Question

How do you simplify $\left( {27,000,000} \right)\left( {0.0004} \right)$ in scientific notation?

Answer 1

Hint: We are given an expression. We have to write the equivalent number in scientific form. First, we will place the decimal after the first number to the right. Then, we will count the number of digits on the right of the decimal place. Then, write the value of count as a power of ten multiplied by the decimal number.

Complete step by step solution:
Given number is $\left( {27,000,000} \right)\left( {0.0004} \right)$

First, we will convert $27,000,000$ in scientific form.

Here, $27,000,000$ is a whole number which means the decimal will be placed at the end of the number.

Now, we will place the decimal after the first digit of the whole number by moving it 7 places to the left.

$ \Rightarrow 2.7,000,000$

Now, we will determine the exponent which is equal to the number of times we moved the decimal.

$ \Rightarrow b = 7$

Now, write the number in scientific form by substituting the values of $a$ and $b$. Since we moved the decimal to the left which means the value of exponent is positive.

$ \Rightarrow 2.7 \times {10^7}$

Now, we will convert $0.0004$ in scientific form.

Here, $0.0004$ is a decimal number and the decimal is placed at the start of the number.

Now, we will place the decimal after the first digit of the whole number by moving it 4 places to the right.

$ \Rightarrow 0004.0$

Now, we will determine the exponent which is equal to the number of times we moved the decimal.

$ \Rightarrow b = 4$

Now, write the number in scientific form by substituting the values of $a$ and $b$. Since we moved the decimal to the right which means the value of exponent is negative.

$ \Rightarrow 4.0 \times {10^{ - 4}}$

Now, multiply the numbers in scientific form.

$ \Rightarrow 2.7 \times {10^7} \times 4.0 \times {10^{ - 4}}$

Multiply the coefficients of both scientific numbers.

$ \Rightarrow 10.8 \times {10^7} \times {10^{ - 4}}$

Since, the scientific notation of a number $a \times {10^b}$ contains $1 < a < 10$. Therefore, move the decimal one place to the left of the number and write the exponent equal to the number of times we moved the decimal.

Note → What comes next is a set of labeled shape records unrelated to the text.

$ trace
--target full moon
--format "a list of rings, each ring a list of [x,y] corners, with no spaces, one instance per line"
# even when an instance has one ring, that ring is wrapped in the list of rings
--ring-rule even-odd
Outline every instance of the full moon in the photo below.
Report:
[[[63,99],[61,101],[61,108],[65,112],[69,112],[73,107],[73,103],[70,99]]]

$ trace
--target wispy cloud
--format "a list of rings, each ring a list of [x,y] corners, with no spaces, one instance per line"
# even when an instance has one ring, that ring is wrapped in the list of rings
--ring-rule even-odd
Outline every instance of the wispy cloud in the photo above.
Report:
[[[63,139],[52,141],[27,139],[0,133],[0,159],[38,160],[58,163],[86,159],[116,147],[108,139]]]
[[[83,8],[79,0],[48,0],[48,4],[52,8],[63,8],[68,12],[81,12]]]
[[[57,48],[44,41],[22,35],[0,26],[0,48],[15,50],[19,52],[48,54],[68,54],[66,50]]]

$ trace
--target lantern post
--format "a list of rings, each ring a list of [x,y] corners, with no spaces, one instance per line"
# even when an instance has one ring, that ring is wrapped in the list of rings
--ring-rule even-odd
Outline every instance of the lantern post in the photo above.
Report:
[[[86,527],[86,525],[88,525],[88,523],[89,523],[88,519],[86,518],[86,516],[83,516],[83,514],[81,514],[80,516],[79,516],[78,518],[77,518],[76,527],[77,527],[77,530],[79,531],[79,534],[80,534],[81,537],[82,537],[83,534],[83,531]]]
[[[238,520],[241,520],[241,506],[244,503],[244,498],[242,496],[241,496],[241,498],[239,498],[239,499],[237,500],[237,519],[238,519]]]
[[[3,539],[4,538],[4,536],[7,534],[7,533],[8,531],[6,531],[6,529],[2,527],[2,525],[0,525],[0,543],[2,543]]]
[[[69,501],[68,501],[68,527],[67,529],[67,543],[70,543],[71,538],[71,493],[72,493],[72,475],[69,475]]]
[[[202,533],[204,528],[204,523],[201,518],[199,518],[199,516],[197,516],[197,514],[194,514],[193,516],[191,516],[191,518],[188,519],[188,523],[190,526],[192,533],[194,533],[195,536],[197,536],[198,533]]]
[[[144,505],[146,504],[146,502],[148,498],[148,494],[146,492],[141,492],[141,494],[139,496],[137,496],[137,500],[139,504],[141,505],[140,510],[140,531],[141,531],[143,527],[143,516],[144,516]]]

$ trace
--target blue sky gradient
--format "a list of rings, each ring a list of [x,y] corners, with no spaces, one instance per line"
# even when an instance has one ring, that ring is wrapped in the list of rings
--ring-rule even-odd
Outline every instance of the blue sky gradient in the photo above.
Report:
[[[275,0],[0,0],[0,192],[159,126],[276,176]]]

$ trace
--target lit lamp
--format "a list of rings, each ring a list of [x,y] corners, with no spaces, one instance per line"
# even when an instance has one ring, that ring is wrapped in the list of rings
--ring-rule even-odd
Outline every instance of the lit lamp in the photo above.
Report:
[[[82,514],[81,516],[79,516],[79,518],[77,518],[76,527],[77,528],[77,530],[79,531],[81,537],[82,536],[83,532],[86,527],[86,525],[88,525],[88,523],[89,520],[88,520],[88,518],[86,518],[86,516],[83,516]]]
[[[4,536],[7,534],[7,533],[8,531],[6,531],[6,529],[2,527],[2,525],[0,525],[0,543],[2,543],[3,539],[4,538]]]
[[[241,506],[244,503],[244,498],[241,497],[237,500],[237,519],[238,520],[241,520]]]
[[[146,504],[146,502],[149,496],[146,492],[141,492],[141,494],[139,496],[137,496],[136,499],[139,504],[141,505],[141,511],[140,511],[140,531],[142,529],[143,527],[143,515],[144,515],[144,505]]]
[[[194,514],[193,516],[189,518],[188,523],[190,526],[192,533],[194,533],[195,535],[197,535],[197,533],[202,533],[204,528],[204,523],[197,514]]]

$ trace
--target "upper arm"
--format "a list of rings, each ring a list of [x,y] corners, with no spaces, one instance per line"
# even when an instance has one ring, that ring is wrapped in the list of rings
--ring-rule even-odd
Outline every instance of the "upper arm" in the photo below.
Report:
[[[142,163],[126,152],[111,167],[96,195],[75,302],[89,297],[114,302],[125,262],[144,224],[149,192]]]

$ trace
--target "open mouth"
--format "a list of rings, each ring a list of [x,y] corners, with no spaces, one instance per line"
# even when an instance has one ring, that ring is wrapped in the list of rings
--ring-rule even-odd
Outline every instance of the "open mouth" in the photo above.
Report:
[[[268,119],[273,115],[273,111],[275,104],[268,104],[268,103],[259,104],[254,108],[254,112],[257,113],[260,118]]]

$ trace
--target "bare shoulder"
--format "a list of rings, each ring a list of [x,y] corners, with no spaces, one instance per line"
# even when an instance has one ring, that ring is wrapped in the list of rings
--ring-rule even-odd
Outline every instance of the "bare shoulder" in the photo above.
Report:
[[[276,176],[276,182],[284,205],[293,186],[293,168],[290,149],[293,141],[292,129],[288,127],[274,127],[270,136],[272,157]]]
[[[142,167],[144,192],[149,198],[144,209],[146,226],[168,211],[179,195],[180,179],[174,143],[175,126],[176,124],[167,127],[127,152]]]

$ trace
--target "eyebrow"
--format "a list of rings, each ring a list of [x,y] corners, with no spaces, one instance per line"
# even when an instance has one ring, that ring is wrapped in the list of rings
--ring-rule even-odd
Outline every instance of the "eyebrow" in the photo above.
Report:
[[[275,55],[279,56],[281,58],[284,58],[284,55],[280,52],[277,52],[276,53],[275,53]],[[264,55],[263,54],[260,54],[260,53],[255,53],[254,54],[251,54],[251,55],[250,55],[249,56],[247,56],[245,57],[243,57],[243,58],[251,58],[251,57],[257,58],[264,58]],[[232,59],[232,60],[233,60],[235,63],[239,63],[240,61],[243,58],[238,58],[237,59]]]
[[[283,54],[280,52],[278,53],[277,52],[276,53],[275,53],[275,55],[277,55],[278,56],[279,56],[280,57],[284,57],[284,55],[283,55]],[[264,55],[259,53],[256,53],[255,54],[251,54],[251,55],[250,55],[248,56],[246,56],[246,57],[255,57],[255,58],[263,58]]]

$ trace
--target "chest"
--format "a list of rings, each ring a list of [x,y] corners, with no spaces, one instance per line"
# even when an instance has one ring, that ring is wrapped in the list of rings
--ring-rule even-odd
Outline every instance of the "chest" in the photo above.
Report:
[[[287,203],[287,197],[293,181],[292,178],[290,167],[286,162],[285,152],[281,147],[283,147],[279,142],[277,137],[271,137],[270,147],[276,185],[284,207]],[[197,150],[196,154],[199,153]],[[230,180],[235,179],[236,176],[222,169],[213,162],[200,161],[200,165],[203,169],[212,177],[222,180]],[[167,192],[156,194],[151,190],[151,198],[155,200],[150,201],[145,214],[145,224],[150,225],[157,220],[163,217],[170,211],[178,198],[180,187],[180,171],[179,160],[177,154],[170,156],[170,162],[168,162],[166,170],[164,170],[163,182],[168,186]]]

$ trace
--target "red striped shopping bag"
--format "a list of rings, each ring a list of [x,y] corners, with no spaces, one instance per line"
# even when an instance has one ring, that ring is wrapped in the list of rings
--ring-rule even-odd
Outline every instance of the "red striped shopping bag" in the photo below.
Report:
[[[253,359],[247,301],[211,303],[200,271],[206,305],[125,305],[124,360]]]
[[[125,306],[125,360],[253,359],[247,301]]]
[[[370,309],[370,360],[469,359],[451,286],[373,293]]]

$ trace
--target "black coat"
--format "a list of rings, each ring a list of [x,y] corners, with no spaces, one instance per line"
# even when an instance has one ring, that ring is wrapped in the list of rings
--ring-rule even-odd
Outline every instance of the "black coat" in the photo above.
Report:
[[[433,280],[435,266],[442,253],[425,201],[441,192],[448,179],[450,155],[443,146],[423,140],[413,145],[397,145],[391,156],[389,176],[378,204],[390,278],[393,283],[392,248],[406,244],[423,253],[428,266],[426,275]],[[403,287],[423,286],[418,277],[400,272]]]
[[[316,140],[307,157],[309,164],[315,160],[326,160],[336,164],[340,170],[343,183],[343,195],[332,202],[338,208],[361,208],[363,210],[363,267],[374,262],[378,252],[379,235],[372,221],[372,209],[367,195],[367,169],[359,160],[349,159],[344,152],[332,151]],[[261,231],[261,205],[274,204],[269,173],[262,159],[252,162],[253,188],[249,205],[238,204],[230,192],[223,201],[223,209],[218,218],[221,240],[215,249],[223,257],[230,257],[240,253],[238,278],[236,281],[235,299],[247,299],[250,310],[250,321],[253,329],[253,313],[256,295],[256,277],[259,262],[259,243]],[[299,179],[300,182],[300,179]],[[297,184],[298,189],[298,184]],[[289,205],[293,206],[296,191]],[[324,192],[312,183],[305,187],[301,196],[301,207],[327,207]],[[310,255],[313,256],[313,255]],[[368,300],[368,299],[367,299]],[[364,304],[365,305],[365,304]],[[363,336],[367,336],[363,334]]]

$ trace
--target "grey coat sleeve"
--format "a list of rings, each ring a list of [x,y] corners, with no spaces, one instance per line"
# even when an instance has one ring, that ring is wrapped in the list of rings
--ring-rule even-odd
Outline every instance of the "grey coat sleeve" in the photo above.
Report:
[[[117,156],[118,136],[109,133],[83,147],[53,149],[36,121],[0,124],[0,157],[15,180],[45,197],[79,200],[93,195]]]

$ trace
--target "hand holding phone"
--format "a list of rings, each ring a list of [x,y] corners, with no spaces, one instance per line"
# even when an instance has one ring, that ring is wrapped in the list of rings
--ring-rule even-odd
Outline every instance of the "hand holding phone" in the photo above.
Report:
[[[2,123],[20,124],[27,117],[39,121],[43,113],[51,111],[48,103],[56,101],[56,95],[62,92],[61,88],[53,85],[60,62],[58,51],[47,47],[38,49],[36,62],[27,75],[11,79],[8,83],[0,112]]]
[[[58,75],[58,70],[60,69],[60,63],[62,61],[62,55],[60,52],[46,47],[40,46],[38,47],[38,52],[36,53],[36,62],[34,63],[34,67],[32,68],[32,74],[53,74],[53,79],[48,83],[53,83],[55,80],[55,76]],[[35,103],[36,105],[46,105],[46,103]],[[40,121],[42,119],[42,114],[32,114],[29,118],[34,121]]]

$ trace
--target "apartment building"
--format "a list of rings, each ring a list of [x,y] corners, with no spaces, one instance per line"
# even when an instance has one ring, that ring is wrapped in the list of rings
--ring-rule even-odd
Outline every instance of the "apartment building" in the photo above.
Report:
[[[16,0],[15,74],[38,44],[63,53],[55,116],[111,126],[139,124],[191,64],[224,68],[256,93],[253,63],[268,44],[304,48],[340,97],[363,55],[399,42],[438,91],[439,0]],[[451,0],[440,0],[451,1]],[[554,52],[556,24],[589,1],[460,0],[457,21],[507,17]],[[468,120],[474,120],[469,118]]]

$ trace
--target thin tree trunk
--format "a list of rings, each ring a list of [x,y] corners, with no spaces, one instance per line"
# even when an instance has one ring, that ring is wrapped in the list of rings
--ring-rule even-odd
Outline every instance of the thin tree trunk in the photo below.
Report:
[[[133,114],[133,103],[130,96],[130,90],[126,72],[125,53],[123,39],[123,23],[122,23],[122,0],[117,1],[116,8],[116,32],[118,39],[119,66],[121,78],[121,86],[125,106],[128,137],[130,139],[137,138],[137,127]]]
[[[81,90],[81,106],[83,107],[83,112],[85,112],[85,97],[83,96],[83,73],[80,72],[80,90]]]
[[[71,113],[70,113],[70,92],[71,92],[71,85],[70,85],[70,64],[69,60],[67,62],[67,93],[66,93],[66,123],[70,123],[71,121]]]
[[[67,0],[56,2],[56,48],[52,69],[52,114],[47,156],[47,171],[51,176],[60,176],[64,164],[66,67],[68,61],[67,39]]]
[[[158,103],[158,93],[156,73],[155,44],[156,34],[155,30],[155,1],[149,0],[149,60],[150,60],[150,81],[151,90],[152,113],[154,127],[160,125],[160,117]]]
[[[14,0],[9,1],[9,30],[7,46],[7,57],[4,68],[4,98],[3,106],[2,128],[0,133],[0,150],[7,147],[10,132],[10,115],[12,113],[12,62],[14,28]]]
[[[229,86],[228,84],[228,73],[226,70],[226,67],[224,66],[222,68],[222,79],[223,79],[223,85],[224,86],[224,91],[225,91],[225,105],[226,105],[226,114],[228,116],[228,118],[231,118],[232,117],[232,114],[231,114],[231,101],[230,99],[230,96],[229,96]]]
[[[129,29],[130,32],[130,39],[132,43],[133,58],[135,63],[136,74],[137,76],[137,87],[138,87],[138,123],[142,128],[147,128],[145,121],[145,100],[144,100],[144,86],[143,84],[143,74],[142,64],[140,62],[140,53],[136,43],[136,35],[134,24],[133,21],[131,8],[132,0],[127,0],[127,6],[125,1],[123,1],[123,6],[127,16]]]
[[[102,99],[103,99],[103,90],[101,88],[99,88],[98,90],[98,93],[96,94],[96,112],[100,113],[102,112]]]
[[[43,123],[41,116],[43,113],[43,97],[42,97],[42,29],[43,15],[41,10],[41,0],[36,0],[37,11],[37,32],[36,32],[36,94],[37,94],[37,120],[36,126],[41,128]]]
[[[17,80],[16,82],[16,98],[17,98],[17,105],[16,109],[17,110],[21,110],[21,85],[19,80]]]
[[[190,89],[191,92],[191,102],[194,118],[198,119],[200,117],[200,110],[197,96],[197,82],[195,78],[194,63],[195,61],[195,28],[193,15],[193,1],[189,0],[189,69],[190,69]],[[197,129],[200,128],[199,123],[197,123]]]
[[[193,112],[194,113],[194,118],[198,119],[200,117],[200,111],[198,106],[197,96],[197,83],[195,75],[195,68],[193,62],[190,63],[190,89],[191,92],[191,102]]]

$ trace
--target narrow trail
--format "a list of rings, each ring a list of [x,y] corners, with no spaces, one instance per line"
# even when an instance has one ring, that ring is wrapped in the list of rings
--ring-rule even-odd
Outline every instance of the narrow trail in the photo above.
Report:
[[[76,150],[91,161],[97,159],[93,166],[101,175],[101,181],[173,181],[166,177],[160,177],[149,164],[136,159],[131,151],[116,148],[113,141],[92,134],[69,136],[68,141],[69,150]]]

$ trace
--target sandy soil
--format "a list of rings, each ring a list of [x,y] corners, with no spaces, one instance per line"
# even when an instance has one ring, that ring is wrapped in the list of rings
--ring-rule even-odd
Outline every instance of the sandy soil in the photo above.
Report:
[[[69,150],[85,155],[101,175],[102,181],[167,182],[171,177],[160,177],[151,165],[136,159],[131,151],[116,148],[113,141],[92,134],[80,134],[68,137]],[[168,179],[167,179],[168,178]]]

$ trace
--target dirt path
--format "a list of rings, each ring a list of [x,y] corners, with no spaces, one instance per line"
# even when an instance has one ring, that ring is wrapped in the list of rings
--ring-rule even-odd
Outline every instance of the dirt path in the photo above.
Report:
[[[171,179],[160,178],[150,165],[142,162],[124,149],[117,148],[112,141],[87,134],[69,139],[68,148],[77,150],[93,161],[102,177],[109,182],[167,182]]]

$ \Rightarrow 1.08 \times {10^1} \times {10^7} \times {10^{ - 4}}$

Now, apply the product rule of exponents, we get:

$ \Rightarrow 1.08 \times {10^{1 + 7 - 4}}$

$ \Rightarrow 1.08 \times {10^4}$

The scientific notation of $\left( {27,000,000} \right)\left( {0.0004} \right)$ is $1.08 \times {10^4}$

Note: The students must remember that the exponent of the scientific number expresses the number of placeholders present, which means the number of places the decimal will move either to the left or right to the value of base. Also, the students please note that if the power of 10 is negative, then it represents the small number in standard form whereas if the power of 10 is positive, it will represent the large number.